As demonstrated by the use of parallel stenting to rescue covered renal arteries,^11,12 a similar approach can be applied to the HA. Hsu et al ¹³ reported catheterization of a covered HA through a paragraft approach, entering retrogradely between the graft and the vessel wall and eventually coiling the HA. However, given that the EIA measures in average of 9 to 11 mm in diameter,^14,15 the implantation of an HA stent parallel to the iliac limb at this level could cause space constraints, potentially leading to thrombosis or complicating future arterial access.

In contrast, the balloon-pushing technique is a relatively straightforward maneuver. It relies on a static fixation point created by an inflated non-compliant balloon between the main graft and the iliac limb, which prevents cranial migration of the limb. With a stiff wire in place, a longitudinal force is applied along the graft’s axis, which bends the distal portion of the limb. This translates the graft posteriorly and proximally, allowing it to conform to the vessel curvature and freeing the HA ostium (Fig. 2).

Interacting physical forces—such as torque along the curved vessel, longitudinal force, and the graft’s elasticity and plasticity—allow cranial movement of the limb by approximately 5 to 10 mm, based on our experience.

The balloon-pushing technique is not without risks. With sufficient radial force from the proximal endograft against the aortic neck, and with the contralateral limb already deployed and secured, there should be adequate stability to advance only the iliac limb upward. However, in cases where the proximal graft diameter is inadequately oversized, forceful advancement of the sheath may result in displacement of the entire graft upward. Another potential complication is also the cranial displacement of the entire iliac limb, a risk that may be increased by the use of compliant or undersized balloons, which offer less secure fixation. It is particularly important to avoid cranial displacement of an iliac limb during fenestrated endovascular aortic repair (FEVAR), especially when renal artery stents are positioned near the aortic bifurcation. This might be the case with the use of bifurcated grafts with inverted limbs or when the bifurcation is incorporated into the FEVAR graft, where upward displacement of an iliac limb can damage the adjacent renal stents. Consequently, it is essential to be familiar with the specific characteristics of the endografts being used, as differences in the diameters of iliac limbs—both in main body endografts and in iliac extensions—across manufacturers may require the selection of different balloon sizes to achieve optimal iliac limb fixation.

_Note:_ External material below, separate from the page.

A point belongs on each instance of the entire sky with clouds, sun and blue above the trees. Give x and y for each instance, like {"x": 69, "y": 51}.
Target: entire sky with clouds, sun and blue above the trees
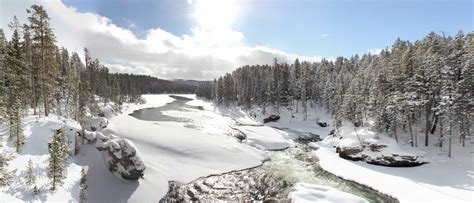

There is also a risk of EIA damage caused by the high-profile sheath, which could result in dissection or rupture, particularly in small-diameter EIAs or in cases with acute EIA take-off angles. Additional risks include intimal damage or even HA thrombosis due to dragging the iliac limb upward—especially in the presence of severe atherosclerosis or calcification of the CIA or HA origin.

In cases of inadvertent HA coverage by the iliac limb—as long as the coverage is limited to a few millimeters—the balloon-pushing technique offers a simple and rapid solution. Nonetheless, individual patient anatomy and the above-mentioned risk factors must be carefully considered when planning the intervention. Further research might help to clarify the aforementioned potential risks and their contributing factors.